働き方改革の推進や、テレワークの導入拡大により、多くの企業で業務効率や生産性の向上が課題になっています。そんな中、限られた時間での生産性を高め、より高い成果を上げる「タイムマネジメント」が益々注目されています。そこで今回は、「業務効率を上げ、生産性を高めるタイムマネジメントの方法」についてご紹介します。

タイムマネジメントとは

タイムマネジメントとは、「時間の使い方を改善することで、業務効率や生産性を向上させること」を意味します。企業や個人が目標を達成するためには、限られた時間を有効活用する必要があり、「時間あたりの生産性を上げる」ことがタイムマネジメントの目的です。

例えば、「1時間で100の作業ができていた場合」

  • 同じ1時間で倍の200の作業ができるようなる
  • 100の作業を半分の30分でできるようになる

ことがタイムマネジメントです。

タイムマネジメントと聞くと、「時間管理」をイメージしますが、1日の時間は平等に24時間であり、時間そのものを増やすことはできません。そのため、タイムマネジメントでは、時間管理をするのではなく、「仕事をコントロールする」ことで、業務効率を上げ、結果として時間を有効活用できるようになることを目的としています。

タイムマネジメントの目的

タイムマネジメントの目的は、先程もお伝えした通り「時間あたりの生産性を上げる」ことで、これにより「長時間労働の是正」と「生産性の向上」が実現します。そのためには、自分自身で「仕事をコントロールできる」ことが重要です。
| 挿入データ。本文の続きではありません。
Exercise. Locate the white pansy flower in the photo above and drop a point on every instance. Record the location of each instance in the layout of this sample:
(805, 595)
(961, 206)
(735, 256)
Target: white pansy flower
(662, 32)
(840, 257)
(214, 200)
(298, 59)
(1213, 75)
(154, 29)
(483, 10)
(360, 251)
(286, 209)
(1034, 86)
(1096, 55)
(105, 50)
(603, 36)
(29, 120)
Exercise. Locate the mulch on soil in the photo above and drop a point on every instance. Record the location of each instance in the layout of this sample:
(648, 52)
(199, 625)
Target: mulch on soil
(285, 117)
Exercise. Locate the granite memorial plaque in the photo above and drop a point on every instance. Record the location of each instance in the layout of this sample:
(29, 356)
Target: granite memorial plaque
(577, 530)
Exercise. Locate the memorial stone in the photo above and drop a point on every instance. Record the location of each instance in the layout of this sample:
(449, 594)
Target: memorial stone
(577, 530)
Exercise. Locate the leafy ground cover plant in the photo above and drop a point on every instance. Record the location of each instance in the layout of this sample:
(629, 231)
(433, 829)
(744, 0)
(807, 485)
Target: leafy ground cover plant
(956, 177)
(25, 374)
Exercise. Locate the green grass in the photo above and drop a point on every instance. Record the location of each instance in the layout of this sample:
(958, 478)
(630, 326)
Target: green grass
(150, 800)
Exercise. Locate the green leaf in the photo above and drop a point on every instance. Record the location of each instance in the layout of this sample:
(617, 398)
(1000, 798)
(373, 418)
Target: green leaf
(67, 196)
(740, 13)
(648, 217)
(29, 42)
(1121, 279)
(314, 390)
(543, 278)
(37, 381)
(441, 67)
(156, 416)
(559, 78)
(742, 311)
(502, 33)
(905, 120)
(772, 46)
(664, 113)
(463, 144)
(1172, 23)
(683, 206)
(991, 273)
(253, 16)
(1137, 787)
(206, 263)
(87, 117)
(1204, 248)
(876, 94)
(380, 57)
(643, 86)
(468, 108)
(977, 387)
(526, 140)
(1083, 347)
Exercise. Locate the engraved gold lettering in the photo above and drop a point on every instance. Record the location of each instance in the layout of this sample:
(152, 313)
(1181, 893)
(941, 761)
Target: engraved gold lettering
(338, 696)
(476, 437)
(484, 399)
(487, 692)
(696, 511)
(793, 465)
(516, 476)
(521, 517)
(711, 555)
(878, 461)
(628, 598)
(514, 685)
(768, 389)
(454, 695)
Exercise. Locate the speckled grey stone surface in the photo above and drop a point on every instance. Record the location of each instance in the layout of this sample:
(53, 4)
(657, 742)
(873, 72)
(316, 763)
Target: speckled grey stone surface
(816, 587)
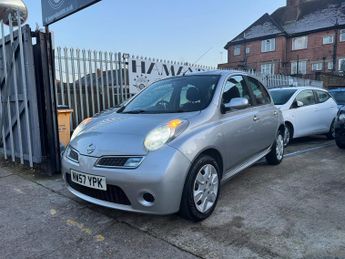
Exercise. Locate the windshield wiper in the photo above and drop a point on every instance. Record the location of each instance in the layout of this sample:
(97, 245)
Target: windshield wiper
(135, 112)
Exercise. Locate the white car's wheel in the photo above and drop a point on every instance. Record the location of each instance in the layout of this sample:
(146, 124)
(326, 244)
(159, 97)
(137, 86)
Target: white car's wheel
(276, 154)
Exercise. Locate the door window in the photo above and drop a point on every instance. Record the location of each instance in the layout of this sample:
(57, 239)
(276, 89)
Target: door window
(235, 87)
(306, 97)
(260, 93)
(322, 96)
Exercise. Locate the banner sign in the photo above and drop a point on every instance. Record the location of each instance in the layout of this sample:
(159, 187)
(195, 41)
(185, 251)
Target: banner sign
(143, 72)
(54, 10)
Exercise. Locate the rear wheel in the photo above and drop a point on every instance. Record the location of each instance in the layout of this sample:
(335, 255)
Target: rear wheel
(276, 154)
(201, 190)
(331, 134)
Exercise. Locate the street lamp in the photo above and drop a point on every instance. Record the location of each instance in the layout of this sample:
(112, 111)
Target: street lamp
(13, 7)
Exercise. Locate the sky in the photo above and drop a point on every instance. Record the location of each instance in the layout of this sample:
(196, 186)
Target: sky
(193, 31)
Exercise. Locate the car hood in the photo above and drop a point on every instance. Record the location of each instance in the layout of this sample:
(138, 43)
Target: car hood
(120, 134)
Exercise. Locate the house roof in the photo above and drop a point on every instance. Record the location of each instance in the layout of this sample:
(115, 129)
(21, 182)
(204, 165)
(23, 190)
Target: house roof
(309, 16)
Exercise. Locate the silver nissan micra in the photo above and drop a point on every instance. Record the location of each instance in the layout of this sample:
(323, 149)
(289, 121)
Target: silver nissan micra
(170, 147)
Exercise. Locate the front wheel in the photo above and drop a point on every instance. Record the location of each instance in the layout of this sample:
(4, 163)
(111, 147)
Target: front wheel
(276, 155)
(201, 190)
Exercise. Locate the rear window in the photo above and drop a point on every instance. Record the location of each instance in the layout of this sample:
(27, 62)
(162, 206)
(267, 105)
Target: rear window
(282, 96)
(339, 97)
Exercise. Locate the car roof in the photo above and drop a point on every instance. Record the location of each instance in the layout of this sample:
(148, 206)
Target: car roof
(298, 88)
(219, 72)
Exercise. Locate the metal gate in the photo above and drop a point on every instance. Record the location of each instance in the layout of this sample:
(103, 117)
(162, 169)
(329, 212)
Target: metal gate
(19, 122)
(90, 81)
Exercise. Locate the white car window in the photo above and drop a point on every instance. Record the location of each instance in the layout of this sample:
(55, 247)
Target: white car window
(322, 96)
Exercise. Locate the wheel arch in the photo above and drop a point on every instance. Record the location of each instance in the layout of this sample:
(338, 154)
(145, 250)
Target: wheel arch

 仕事をコントロールできないと、下記のような状態に陥ります。

  • いつも締切りギリギリの対応で、間に合わないことがある
  • 段取りが上手くできず、いつも忙しいと感じる
  • 仕事内容を勘違いして、無駄な作業をしてしまう

 

 反対に、仕事のコントロールができると、下記のような効果があります。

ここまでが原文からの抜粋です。